In this series of short articles, a double star in both the northern and southern hemispheres will be highlighted for observation with small telescopes, with new objects being selected for each month.

STF 162 (01 49 15.54 +47 53 49.0) sits in an obscure corner of Perseus about 6 degrees north and 2 degrees preceding gamma And. It is also about 1.5 degrees south following 51 And. It is a multiple star, four components of which can be seen in 7.5-cm. The closer pair, which consists of components of magnitudes 6.5 and 7.2, was found by Struve in 1828 when the separation was 2".2 and the position angle 227 degrees. At the current epoch these have both decreased to 1".9 and 298 degrees. A third star which remains fixed with respect to A can be found 20" away almost due south, and another at mag 10.1 is 139" distant. The WDS reveals that either A or B is itself an interferometric binary with a separation less than 0".2 and B is also a spectroscopic binary.

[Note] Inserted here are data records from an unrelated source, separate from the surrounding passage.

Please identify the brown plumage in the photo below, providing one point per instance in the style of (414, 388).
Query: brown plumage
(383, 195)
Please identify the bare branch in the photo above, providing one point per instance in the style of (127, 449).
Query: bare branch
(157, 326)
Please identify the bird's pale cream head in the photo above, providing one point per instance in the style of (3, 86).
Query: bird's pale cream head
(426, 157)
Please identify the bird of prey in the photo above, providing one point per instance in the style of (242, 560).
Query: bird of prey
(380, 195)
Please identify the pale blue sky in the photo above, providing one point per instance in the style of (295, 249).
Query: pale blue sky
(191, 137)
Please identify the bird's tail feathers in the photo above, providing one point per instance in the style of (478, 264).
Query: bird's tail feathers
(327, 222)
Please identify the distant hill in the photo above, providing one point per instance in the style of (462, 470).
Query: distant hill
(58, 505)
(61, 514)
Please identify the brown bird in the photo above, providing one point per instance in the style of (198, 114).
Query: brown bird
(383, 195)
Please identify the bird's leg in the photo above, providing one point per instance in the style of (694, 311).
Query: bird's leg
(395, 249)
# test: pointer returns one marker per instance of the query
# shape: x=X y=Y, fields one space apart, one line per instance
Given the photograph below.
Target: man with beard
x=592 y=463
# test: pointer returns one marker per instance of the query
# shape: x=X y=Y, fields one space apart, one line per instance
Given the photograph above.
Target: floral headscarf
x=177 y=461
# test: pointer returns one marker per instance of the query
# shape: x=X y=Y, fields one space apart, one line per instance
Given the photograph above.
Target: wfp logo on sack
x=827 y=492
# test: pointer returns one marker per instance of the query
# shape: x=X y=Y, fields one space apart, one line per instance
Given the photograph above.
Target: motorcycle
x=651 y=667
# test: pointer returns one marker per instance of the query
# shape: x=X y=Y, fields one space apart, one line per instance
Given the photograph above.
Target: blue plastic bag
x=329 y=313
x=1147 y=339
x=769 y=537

Epsilon Sculptoris (01 45 38.65 -25 03 08.8) is a fine pair located in the extreme north-east corner of Sculptor and which can be seen from the UK but which first caught the attention of John Herschel at Feldhausen when he noted 'large * w(hite) small star dull red' an gave the magnitudes as 6 and 10(modern values 5.4 and 8.5). Since then the companion has moved slowly retrograde from the discovery position of 72 degrees to its current value of 20 degrees. In 1969 de Freitas Mourao looked at the observations and decided that they could be fitted by a face-on circular orbit with a separation fixed at 4".65 and a period of almost 1200 years. In recent years, however, the companion has begun to stray ever further from the primary and the separation is now over 5". More observations are needed but the real orbit will not be obvious any time soon, and in fact the apparent motion to date looks more linear than curved. However, epsilon Scl is relatively nearby (92 light years) and the annual proper motion of 0".16 would take it almost 30" from B since discovery if the latter was optical. Hartung called it an easy, bright yellow pair whilst Gould with 175-mm called the primary pale yellow.